Kapitan Zakrzewska zastanowiła się i rzuciła do mikrofonu:
- Halo, Karolu, słyszy mnie pan? Proszę przyjść na mostek razem z Colorado Kwiekiem. To rozkaz.
Głośnik burknął co prawda coś takiego, że translator Picarda wcale nie chciał tego przełożyć, ale mimo to główny inżynier pojawił się wkrótce na mostku, wlokąc za kark szczupłego, śniadego mężczyznę z niewielkim wąsikiem. Przy nodze inżyniera biegł Vuvu, co chwila podskakując i usiłując ugryźć śniadego więźnia gdzie się dało. Mężowi towarzyszyła zdenerwowana Azalia. Za nimi wszystkimi szedł wyraźnie zaintrygowany Data.
No dobra – powiedziała kapitan na ich widok – To teraz sobie porozmawiamy i postaramy się ustalić, co się stało z topalinem.
– Byle szybk
o – burknął Michałow – Zostało nam niewiele czasu. Moja ekipa montuje już nowe elementy systemu, ale bez topalinu nic nie ruszy.
- Bez topaliny. - poprawiła go Azalia, brązowoskóra, czarnowłosa kobietka w mundurze dyskretnie ozdobionym kolorowymi dżetami.
- Płeć obojętna, w chromosomy nie będziemy mu zaglądać - rzekła energicznie Lilianna - A zatem, panie Kwiek?
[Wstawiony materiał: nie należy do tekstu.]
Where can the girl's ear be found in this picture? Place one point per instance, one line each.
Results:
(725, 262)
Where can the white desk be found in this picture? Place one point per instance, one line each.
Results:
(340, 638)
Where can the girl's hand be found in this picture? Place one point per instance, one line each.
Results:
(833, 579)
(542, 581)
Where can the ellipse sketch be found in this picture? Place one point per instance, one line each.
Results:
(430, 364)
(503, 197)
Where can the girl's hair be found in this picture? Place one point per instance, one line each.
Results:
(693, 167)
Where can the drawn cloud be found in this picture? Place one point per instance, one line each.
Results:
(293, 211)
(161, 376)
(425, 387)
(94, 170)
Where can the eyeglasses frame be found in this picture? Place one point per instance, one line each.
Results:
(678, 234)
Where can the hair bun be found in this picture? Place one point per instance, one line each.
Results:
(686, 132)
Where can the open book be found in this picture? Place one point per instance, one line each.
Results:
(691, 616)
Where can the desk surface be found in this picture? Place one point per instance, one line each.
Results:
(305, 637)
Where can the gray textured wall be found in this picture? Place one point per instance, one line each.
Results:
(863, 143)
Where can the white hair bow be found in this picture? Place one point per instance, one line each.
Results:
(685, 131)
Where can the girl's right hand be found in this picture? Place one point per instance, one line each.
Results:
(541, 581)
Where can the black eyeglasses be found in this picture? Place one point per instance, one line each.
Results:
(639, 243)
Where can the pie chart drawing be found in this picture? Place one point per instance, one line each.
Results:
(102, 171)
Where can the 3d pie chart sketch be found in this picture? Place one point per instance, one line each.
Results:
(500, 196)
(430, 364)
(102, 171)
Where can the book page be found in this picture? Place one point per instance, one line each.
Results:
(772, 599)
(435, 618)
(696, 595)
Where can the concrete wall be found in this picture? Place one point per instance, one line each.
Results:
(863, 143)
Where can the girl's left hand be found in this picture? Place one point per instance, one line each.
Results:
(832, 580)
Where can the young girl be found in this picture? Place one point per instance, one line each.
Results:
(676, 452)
Gdzie ten towar?
- Nie wiem
- jęknął Colorado - Jestem Cyganem, ale przysięgam, że go nie ukradłem. Owszem, widziałem paczkę kilka dni temu, ale nawet nie pamiętam przy jakiej okazji.
Z oczu i głosu zaopatrzeniowca biła taka szczerość, że kapitan Zakrzewska zdecydowała się przeprowadzić przesłuchanie w zgoła niekonwencjonalny sposób.